My primary goal for this assignment was to learn Voyant’s functionality, but I also wanted to understand how I might be able to use it in my current work. Over the past year I have supported faculty members at Hostos Community College who are building textbooks with Open Educational Resources (OER). Most of the faculty I have supported need assistance finding appropriate content or a satisfactory amount of content for their texts. They often get through 50-75% of the book on their own, and then need help identifying openly licensed content for gap areas or help identifying chapters that are sparse. I wondered if it would be helpful to faculty to create a corpus for the complete book and each chapter of their book, and then compare to their syllabus or course objectives.
For the sake of this assignment I chose to use a textbook for EDU 105: Social Studies for Young Children, one on which I am currently working. I decided to look at how the text of the syllabus — which included course objectives and weekly topics — compared to the content of the course material the professor wrote. To do so, I created one corpus of content for the textbook — with each section a separate document — and one corpus for the syllabus. For each I copied and pasted content from their respective websites (the books are built in LibGuides and syllabus is in Google Drive) into the “Add Texts” window on the home page. I found it very usable and straightforward.
Here is a view of the textbook corpus with the default dashboard:
Here is a view of the syllabus corpus with the default dashboard:
I primarily looked at the “cirrus” word cloud, term count, and links tools for my review, and asked the following questions:
- What are the most visually prominent words (based on term frequency in the content), and do they give me an idea of what the class covered?

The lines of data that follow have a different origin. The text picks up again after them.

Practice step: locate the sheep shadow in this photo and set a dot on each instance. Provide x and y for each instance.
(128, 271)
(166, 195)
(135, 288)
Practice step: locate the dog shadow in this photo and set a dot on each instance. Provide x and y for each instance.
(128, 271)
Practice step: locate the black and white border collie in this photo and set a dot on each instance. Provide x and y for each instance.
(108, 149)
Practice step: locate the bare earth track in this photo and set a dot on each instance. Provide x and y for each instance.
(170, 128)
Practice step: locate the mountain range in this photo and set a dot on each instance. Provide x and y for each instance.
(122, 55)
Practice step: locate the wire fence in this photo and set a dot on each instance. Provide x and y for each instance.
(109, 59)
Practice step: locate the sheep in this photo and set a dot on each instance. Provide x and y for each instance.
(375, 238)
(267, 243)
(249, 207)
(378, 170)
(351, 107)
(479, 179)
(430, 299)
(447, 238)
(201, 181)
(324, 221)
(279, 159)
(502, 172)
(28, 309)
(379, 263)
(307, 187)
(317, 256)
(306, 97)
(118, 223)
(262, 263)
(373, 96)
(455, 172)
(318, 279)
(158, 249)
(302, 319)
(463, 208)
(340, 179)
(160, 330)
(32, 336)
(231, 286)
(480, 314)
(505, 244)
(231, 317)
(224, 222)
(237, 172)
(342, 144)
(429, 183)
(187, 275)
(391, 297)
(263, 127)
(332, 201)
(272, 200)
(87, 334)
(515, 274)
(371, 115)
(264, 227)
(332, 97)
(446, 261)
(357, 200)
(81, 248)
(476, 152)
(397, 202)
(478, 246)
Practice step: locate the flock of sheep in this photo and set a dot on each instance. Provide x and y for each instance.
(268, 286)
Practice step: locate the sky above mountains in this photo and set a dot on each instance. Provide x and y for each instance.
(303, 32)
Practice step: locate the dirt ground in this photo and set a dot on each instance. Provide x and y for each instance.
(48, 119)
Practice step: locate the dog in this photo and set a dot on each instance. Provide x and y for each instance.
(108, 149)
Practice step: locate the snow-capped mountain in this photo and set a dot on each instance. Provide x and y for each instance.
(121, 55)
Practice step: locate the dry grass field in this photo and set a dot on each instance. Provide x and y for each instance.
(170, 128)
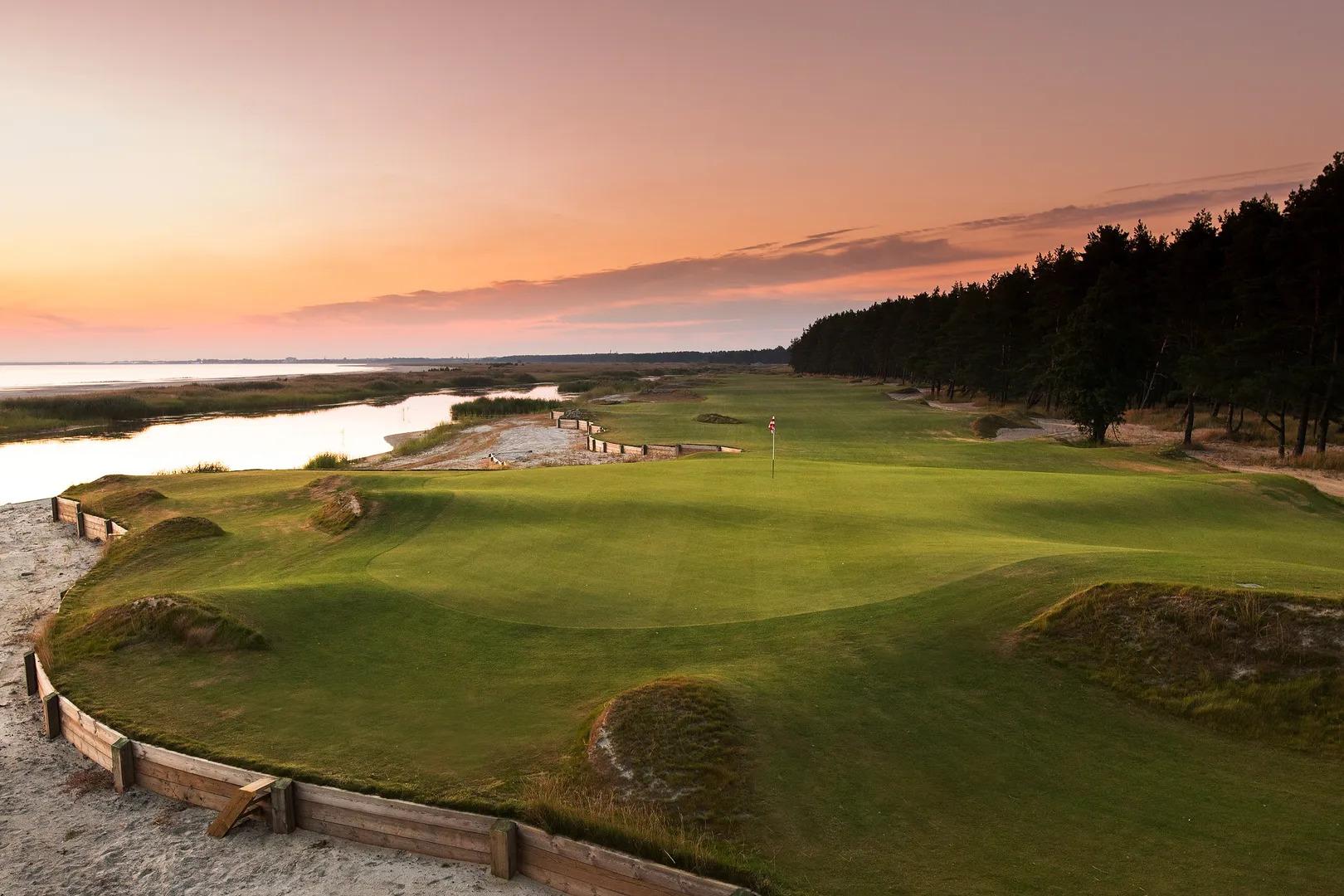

- Textbook: Overall I would say that it did, but I needed to use a combination of tools for the complete picture. While the “cirrus” world cloud gave me a quick visual on the most common words, I could not create two-word phrases, like social studies or early childhood. “Social” and “Studies” were separate, so it wasn’t obvious that the class was about social studies. However, when I looked at the terms tool, I could see “social” and “studies” stacked together. As the second and third most common words. I could also see the link between “social” and “studies” with the link tool. Early Childhood did require that I scroll down through the list to understand that the course was for teachers of younger children, but I understood enough of what the course was about. I would say that the links tool was the best reflection of the class content (see image below).
- Syllabus: Regardless of the tool, the syllabus could have been appropriate for most courses. However, if this syllabus was compared to a syllabus for a course outside of the Education department, it is likely that it would be evident that it was for an education course.
The Summary tool was actually a good complement to the visual tools, because I was able to see the most frequent words (social, studies, students) and distinctive words per document (chapter).
- Did the scope of terms in the textbook content match the syllabus?
- The textbook terms covered all of the identified topics and goals in the syllabus, and was more specific. I found the Terms tool to be most helpful for this comparison, but once I realized that Voyant wasn’t great with the syllabus I actually compared the visualization for the textbook to the syllabus word document outside of Voyant.
- I hoped that comparing these two would show gaps in the content, but none of the tools I used helped with this evaluation.
- Are any chapters more content-rich than others?
- The Reader and Summary tools was superficially helpful for this. For example, the Reader tool showed a colored bar per document, so I could see which documents (in my text these are chapters) had more words. The Summary tool counted the number of words.
- This would not work for pages with a number of links to websites with additional reading, nor would it work for other media, like videos and images, which this textbook included.
I intent to continue exploring the following:
- How can I exclude what I consider to be false results? By this I mean common terms in all documents but distract from what I am reviewing? This is beyond stop words.
- Can I hide and reveal documents to compare subsets, or do I need to create a different corpus for each grouping?
- Would the visualizations change if I flattened multiple documents into one as opposed to multiple documents?
- Is it possible to see the syllabus and the textbook documents in parallel in the same screen?